How did I get to this time in my life:
When my first marriage ended in divorce, my children went through a really tough time. They had always seen their mom as the strong one…the one that would always do the right thing. I dissappointed them by not staying that mom that they had known for their entire lives. I went through a complete hystorectomy that totally changed my personality…I can’t explain it …but I just knew that I was different. It was like I was outside myself looking in and didn’t know how to change the cycle I was on. A lot of times I would even ask myself…who are you?
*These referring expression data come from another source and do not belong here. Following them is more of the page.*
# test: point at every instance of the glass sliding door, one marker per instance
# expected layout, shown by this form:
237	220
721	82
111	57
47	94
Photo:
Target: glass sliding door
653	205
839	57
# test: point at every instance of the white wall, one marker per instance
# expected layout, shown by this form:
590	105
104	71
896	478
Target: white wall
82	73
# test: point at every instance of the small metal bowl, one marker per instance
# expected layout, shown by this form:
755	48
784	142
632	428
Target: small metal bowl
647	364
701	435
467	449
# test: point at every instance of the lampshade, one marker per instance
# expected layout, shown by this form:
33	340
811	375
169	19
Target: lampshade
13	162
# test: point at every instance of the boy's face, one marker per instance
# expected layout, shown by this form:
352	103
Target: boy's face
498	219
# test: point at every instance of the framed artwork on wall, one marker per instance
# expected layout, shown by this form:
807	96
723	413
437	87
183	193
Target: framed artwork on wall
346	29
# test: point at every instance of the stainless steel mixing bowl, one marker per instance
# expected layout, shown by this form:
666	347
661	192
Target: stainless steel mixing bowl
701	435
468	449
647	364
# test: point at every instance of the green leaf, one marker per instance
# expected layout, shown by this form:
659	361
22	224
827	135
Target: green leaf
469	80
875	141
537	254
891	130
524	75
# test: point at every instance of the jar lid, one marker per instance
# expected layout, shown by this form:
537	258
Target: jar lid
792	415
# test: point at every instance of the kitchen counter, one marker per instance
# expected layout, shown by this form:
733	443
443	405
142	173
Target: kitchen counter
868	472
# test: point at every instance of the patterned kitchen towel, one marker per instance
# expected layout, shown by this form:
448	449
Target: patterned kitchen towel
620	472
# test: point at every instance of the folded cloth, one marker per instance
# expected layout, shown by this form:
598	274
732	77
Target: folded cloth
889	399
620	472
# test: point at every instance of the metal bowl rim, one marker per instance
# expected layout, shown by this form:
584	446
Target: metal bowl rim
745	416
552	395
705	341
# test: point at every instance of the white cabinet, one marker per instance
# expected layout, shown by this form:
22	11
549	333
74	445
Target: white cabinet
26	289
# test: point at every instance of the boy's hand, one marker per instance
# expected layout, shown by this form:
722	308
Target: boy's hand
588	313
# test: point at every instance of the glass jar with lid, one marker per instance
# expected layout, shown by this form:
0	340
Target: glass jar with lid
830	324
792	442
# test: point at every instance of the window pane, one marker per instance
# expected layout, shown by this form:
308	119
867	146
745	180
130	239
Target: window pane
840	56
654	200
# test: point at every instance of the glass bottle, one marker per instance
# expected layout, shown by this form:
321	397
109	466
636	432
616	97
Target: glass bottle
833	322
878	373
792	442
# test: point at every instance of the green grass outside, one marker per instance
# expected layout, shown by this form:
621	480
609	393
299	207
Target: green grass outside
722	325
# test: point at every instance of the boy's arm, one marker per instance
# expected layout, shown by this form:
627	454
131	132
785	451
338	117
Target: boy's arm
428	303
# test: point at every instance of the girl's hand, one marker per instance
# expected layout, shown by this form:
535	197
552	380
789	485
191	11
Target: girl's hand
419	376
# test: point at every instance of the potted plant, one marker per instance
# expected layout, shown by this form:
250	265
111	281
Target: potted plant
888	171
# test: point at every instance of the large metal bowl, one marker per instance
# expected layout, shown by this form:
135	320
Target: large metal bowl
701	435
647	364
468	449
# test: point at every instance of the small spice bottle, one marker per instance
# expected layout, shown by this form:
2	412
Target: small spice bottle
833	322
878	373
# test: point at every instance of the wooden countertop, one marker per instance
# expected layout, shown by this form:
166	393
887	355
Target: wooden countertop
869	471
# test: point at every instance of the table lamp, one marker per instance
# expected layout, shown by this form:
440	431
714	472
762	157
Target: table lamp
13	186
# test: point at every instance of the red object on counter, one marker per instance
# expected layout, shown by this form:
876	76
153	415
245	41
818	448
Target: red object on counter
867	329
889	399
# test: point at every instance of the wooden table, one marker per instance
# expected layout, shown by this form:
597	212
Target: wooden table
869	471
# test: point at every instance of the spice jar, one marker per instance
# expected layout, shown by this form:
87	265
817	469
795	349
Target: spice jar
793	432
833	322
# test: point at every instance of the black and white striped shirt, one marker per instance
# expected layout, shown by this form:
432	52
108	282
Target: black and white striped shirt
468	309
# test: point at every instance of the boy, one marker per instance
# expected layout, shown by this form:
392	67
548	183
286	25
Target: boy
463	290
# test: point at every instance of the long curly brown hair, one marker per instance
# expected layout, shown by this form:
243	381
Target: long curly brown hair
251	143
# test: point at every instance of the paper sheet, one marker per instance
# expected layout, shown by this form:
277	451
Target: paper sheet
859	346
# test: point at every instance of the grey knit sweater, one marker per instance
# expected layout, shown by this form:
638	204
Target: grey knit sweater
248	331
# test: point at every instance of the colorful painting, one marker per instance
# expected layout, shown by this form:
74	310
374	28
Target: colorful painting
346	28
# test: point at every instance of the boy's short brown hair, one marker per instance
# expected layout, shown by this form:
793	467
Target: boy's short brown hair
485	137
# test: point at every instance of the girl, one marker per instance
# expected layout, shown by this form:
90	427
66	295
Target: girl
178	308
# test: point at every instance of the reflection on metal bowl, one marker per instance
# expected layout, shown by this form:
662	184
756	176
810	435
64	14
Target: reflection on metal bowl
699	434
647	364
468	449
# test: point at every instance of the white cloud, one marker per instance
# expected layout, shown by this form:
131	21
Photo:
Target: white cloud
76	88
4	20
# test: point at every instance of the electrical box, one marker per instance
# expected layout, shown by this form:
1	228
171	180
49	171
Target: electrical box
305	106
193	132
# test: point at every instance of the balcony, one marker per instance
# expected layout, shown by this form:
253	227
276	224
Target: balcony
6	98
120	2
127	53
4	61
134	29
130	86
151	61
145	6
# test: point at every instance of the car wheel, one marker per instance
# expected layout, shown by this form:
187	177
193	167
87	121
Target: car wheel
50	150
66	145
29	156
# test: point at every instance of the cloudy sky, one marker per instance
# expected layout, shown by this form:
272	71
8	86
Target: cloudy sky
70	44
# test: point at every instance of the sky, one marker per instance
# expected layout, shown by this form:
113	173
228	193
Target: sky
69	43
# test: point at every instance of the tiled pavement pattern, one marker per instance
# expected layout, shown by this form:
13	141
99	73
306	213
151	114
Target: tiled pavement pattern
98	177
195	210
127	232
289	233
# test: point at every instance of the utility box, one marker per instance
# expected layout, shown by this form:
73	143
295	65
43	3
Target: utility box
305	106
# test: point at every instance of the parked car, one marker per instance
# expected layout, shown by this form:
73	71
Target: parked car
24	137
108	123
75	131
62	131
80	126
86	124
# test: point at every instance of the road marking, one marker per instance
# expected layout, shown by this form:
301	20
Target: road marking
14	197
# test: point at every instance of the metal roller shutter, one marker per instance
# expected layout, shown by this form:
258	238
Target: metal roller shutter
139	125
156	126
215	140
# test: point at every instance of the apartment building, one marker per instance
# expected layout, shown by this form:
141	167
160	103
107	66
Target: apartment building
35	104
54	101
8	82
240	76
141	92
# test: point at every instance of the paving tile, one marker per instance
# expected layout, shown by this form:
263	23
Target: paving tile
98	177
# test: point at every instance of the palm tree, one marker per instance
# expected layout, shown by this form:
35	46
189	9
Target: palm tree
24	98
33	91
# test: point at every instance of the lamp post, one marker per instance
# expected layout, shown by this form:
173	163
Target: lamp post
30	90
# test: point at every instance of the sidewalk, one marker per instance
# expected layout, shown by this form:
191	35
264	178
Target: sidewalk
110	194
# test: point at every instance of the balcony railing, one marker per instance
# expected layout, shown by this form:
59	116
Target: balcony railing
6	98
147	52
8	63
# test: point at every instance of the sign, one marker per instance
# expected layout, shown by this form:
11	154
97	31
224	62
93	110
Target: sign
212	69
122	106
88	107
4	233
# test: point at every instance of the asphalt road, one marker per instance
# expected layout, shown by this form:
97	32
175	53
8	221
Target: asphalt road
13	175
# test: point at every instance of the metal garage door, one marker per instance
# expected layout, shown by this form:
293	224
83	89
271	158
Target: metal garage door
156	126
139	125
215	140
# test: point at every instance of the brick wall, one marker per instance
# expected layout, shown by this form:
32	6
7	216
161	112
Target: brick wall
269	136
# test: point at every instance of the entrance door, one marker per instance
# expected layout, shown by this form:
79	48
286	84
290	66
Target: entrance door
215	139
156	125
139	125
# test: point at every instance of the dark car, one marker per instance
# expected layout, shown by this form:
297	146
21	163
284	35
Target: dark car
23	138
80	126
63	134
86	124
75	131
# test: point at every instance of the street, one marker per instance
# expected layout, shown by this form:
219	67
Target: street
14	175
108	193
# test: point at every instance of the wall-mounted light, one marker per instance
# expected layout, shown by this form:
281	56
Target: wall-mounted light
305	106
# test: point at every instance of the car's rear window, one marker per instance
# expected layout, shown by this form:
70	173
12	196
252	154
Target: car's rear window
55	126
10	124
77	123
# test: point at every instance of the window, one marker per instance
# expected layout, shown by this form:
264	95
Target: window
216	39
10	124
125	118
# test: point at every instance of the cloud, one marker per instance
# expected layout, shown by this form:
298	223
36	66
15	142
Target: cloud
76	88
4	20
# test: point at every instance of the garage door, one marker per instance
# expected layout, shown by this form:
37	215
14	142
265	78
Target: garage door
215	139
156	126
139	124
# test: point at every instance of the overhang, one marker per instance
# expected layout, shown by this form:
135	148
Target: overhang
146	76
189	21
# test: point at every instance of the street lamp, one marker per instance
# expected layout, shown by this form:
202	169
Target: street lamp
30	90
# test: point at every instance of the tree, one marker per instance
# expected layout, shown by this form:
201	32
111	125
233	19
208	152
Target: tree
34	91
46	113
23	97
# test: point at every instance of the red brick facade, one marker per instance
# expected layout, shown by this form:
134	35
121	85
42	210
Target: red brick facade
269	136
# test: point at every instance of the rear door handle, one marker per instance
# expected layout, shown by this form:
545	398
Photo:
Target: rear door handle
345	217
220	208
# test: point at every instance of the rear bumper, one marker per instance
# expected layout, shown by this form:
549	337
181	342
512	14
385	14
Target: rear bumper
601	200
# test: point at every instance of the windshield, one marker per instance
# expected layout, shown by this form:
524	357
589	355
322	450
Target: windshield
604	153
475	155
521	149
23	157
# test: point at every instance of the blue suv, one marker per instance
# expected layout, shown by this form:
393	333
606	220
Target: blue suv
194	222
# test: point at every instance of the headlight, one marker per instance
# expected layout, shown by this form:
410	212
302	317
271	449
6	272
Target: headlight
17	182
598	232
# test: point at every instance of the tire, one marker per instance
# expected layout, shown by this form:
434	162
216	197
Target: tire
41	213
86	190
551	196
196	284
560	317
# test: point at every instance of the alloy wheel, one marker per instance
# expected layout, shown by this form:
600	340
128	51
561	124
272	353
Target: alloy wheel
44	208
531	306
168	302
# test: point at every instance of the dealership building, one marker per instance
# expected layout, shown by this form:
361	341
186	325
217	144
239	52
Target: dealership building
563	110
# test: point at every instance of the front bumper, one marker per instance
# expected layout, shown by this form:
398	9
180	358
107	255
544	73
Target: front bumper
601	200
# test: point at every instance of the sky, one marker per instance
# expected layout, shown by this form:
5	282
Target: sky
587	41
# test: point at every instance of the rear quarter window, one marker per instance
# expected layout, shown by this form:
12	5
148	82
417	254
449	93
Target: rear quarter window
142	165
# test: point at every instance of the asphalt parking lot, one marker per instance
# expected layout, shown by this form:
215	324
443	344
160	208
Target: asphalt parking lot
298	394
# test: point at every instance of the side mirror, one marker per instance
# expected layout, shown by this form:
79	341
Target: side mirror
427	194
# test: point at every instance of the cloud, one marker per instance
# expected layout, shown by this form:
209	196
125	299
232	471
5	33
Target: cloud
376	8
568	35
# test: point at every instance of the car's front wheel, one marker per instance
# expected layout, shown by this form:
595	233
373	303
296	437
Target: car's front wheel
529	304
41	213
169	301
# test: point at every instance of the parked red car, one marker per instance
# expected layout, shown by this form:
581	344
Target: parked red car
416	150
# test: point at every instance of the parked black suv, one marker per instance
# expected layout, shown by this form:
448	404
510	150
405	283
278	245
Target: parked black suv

I am a Christian with strong morals, but during this rough time I found myself accepting things that I would never have accepted before. As I look back now at those months and even years, it is still hard to believe that was me. I am just so thankful that I serve a forgiving and loving Father that gives me strength each day to face whatever comes my way. He forgave me for everything…not only forgave He forgot it….I had to forgive myself for not being the person that God had created and to understand that if He could call David “a man after his own heart” after all of David’s shortcomings…He could recreate me into “His Woman”! I could again be the mom that would be pleasing to Him.
I talked with a very wise mother during one of my darkest days and she told me to stop focusing on my problems and what I didn’t have and to just start being thankful for what I had. To put my thoughts and praise on God and let him take care of the other things. WOW! Since that day I followed her wise guidance – I sleep-I am developing a stronger relationship with my sons-I am loving being a g-ma-I have a great relationship with my husband, Bobby-We are studying the scriptures and learning new things and applying learned things to our lives-I am working at the television station here in Nashville, TN-constantly learning new things about myself-and being a mentor to other moms. Bottom line…life is good!